Given that the blog post dates from June 2024 one can possibly assume that the situation has gotten way worse since then - judging from the forums here the majority seems to suffer from this kind of attacks to a massive amount only since autumn last year. The start on the other hand was earlier: According to Trend Micro the first offerings for these started in 2014.
 
If I can identify those as a hobbyist running a small forum it should be possible for anyone. Seems like a bit of a mystery why they are not simply cut off - it is such a small number in comparison, even if it were three, four, five or ten times as many as I identified. A bit frustrating.
Totally with you on the frustration, but I'm afraid that's where having a non-centralised global network of networks comes into play.

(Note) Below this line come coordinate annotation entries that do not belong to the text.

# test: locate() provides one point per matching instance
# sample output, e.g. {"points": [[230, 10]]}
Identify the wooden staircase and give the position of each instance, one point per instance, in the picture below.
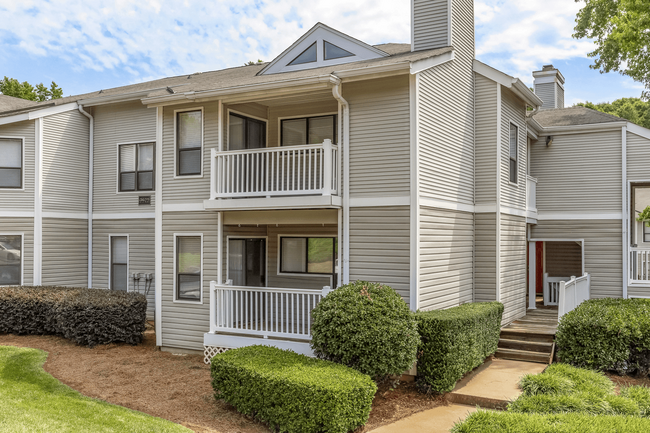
{"points": [[530, 338]]}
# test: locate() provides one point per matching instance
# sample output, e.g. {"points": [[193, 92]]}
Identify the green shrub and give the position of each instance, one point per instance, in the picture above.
{"points": [[509, 422], [366, 326], [85, 316], [607, 334], [292, 392], [455, 341]]}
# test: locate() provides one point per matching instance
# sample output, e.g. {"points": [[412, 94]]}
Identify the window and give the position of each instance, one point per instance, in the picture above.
{"points": [[513, 152], [333, 52], [306, 255], [11, 163], [10, 260], [136, 167], [245, 132], [189, 143], [188, 268], [119, 263], [307, 56], [308, 130]]}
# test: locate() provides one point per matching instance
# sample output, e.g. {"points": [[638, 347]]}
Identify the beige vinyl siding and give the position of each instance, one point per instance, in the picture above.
{"points": [[513, 267], [446, 258], [183, 324], [65, 252], [380, 246], [25, 226], [189, 189], [486, 140], [306, 109], [603, 250], [430, 24], [485, 277], [638, 157], [13, 199], [513, 110], [578, 173], [274, 279], [141, 252], [119, 123], [65, 162], [546, 93], [379, 137]]}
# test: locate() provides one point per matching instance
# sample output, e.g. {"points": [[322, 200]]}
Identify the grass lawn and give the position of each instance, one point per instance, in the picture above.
{"points": [[33, 401]]}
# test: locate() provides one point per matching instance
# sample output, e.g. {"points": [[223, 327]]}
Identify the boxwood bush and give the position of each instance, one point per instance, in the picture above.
{"points": [[85, 316], [454, 342], [607, 334], [366, 326], [292, 392]]}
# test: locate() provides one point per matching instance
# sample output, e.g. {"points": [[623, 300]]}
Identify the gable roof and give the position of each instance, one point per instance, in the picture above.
{"points": [[320, 32], [573, 116]]}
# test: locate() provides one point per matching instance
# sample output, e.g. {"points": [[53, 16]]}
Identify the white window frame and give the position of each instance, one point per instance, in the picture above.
{"points": [[117, 178], [185, 301], [184, 110], [23, 168], [513, 123], [110, 259], [303, 274], [22, 254], [266, 258], [241, 113], [303, 116]]}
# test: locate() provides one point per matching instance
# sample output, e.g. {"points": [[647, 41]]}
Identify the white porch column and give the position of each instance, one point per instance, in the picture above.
{"points": [[532, 273]]}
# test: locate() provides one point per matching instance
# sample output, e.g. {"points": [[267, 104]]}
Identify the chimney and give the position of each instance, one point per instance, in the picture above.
{"points": [[443, 23], [549, 86]]}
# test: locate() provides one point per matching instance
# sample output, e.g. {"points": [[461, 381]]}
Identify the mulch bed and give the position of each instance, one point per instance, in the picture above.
{"points": [[177, 387]]}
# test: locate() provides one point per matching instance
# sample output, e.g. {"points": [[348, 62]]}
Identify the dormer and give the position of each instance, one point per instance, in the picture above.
{"points": [[321, 46]]}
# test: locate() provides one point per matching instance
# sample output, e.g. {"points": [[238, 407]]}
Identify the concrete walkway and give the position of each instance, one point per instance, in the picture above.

As you've found you are totally at liberty to not serve/accept traffic to those networks. Likewise the companies you choose to peer your network with you can select them based on who they themselves connect to. The same for the larger tier carriers you buy transit off are free to make the decisions. However on the larger scale those carriers maintain their market positions by being neutral. Individual companies are perfectly at liberty to block those networks and some may choose to, but there isn't a central "Internet police" to do that and I'm not quite sure there should be because as ever something like that would be open to abuse. As ever with things the balance between pros and cons to weigh up.

If you're not doing your own direct routing (ie BGP layer) and you have an upstream provider I'd approach them and show them the data you've gathered, explore if they'd like to use that to improve the quality of their network for all they customers. Generally once you manage to reach someone suitably knowledgeable you can have a proper discussion about their setup. Granted probably easier if it's a smaller ISP and not AWS or something :)

That all said I'm surprised services like cloudflare that seem targeted at the "clean up the crud" market are not unilaterally deciding to drop traffic, or offer to on their paid tiers (maybe they do?).

Tangentially I also think larger providers could do more to allow for better reporting. Now I'm guessing if I were to email the abuse contacts for one of the ASNs on your list I might not get that far since they whole lot are probably dubious. However when it comes to finding scam sites hosted on Azure, AWS, <insert other large "cloud" provider> I think they could be more proactive about taking down customers who are very clearly breaking their own T&C. Providing better routes for reporting might help that where the company you're reporting to are nominally "good guys". Right now I think they probably turn a blind eye to a lot of the crud they might be hosting because well they are paying the bills...
 
Right now I think they probably turn a blind eye to a lot of the crud they might be hosting because well they are paying the bills...
Absolutely. I've been dealing with abuse desks for more than 25 years, in the earlier parts of that as part of my job. Back then you had two types of providers: Black hat and white hat. Nothing in between.

The black hats (which were few and well known) would ignore you while all the others acted competently and quickly and it was easy to reach them as well. In the beginning you could sometimes just phone them as the number was in the whois database. Also, often the upstream of a filthy one was willing to act. It was a breeze, working with competent professionals with an attitude and the desire to keep their networks clean.

This has all changed long ago. Today I do not bother any more with informing abuse desks as it is a waste of time and most bigger companies have deliberately created processes that make reporting as cumbersome as possible - it is fruitless anyway.